The Madras High Court has upheld the Enforcement Directorate’s (ED) power to attach legal domestic assets equivalent in value to properties held abroad that were acquired through criminal activities. This ruling came as part of a money laundering investigation, reflecting the court’s commitment to protecting the economic interests of India.
The division bench, consisting of Justices S M Subramaniam and V Sivagnanam, delivered the verdict while addressing a petition filed by three Chennai-based companies. These companies contested the ED’s decision to attach their assets, arguing that they could not be held “vicariously liable” for the alleged offenses of individuals and shareholders linked to them.

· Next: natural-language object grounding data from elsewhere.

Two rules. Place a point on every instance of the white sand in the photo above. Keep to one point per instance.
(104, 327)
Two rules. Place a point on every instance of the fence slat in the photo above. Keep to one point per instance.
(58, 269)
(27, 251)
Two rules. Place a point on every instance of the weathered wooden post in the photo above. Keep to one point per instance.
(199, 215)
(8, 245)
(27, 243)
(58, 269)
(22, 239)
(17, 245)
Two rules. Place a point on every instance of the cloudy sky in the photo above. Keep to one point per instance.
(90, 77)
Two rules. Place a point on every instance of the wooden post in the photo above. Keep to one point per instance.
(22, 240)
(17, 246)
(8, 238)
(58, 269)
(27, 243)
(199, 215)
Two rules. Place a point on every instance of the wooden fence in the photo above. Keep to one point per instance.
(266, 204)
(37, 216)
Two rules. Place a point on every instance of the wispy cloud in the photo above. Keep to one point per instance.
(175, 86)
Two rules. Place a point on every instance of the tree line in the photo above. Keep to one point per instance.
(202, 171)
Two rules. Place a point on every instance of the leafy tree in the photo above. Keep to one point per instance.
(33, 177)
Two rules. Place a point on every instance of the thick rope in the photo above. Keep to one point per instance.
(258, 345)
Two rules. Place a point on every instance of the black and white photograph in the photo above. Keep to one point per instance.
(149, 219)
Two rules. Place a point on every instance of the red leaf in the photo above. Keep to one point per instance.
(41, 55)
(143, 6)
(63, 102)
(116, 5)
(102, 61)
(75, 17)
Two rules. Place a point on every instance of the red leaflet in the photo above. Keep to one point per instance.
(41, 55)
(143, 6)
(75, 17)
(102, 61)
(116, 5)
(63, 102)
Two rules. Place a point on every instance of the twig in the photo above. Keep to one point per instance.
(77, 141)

They further claimed that the properties in question were purchased well before any alleged bank loan fraud occurred.
In their detailed 14-page order, the justices clarified that under section 2(1)(u) of the Prevention of Money Laundering Act (PMLA), both the value of the property obtained from criminal activities and its equivalent held within India are considered “proceeds of crime.” This interpretation allows the ED to attach domestic assets equivalent in value to those criminal properties held overseas.

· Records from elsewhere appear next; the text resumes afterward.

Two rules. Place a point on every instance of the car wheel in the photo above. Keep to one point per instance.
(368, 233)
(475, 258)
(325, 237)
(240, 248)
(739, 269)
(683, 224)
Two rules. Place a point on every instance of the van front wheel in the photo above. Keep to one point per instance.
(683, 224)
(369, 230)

“The circumstances indicated under the said section are that any property derived by a person, as a result of criminal activity relating to a scheduled offence, can be treated as proceeds of crime,” the court stated. This means even properties acquired before the occurrence of the scheduled offense can be attached if they match the value of criminal assets held abroad.
The court also addressed the companies’ claim about vicarious liability, directing them to present their defense on merits and evidence at the Appellate Tribunal of PMLA. Despite dismissing their petition, the court emphasized that the trial related to this case should remain “uninfluenced” by its current findings.
The ED argued that it had traced the funds involved in the case back to a bank loan that was misused through various transactions across companies, leading to charges of money laundering. This case was registered in 2018 following a CBI FIR, underscoring a concerted effort by federal agencies to clamp down on financial crimes that threaten the economic fabric of the nation.